Using this table as an example:
CREATE TABLE example(row_num int, id int, str text, val integer);
INSERT INTO example VALUES
(1, 1, '1a', NULL)
, (2, 1, NULL, 1)
, (3, 2, '2a', 2)
, (4, 2, NULL, NULL)
, (5, 3, NULL, NULL)
, (6, 3, '3a', 31)
, (7, 3, NULL, NULL)
, (8, 3, NULL, 32)
, (9, 3, '3b', NULL)
, (10,3, NULL, NULL)
;
I start with the following working base for the function. I call it passing in some variable names. Note the first is a table name not a column name. The function takes the table name and creates an array of all the column names and then outputs the names.

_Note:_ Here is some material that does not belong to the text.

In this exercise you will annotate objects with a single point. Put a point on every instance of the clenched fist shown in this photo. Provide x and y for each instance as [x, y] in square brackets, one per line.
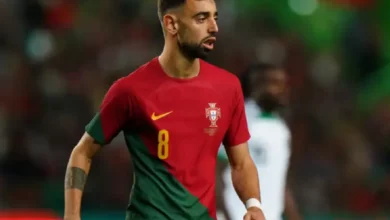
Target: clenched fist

create or replace function col_collect(tbl text, id text, row_num text)
returns text[]
language plpgsql as
$func$
declare
tmp text[];
col text;
begin
select array (
select column_name
from information_schema."columns" c
where table_name = tbl
) into tmp;
foreach col in array tmp
loop
raise notice 'col: %', col;
end loop;
return tmp;
end
$func$;
I want to apply the "forward fill" function I got from my earlier question to each column of a table. UPDATE seems to be the correct approach. So this is the preceding function where I replace raise notice by an update using execute so I can pass in the table name:
create or replace function col_collect(tbl text, id text, row_num text)
returns void
language plpgsql as
$func$
declare
tmp text[];
col text;
begin
select array (
select column_name
from information_schema."columns" c
where table_name = tbl
) into tmp;
foreach col in array tmp
loop
execute 'update '||tbl||'
set '||col||' = gapfill('||col||') OVER w AS '||col||'
where '||tbl||'.row_num = '||col||'.row_num
window w as (PARTITION BY '||id||' ORDER BY '||row_num||')
returning *;';
end loop;
end
$func$;
-- call the function
select col_collect('example','id','row_num')
The preceding errors out with a syntax error. I have tried many variations on this but they all fail. Helpful answers on SO were here and here. The aggregate function I'm trying to apply (as window function) is:
CREATE OR REPLACE FUNCTION gap_fill_internal(s anyelement, v anyelement)
RETURNS anyelement
LANGUAGE plpgsql AS
$func$
BEGIN
RETURN COALESCE(v, s); -- that's all!
END
$func$;
CREATE AGGREGATE gap_fill(anyelement) (
SFUNC = gap_fill_internal,
STYPE = anyelement
);
My questions are:
is this a good approach and if so what am I doing wrong; or
is there a better way to do this?
What you ask is not a trivial task. You should be comfortable with PL/pgSQL. I do not advise this kind of dynamic SQL queries for beginners, too powerful.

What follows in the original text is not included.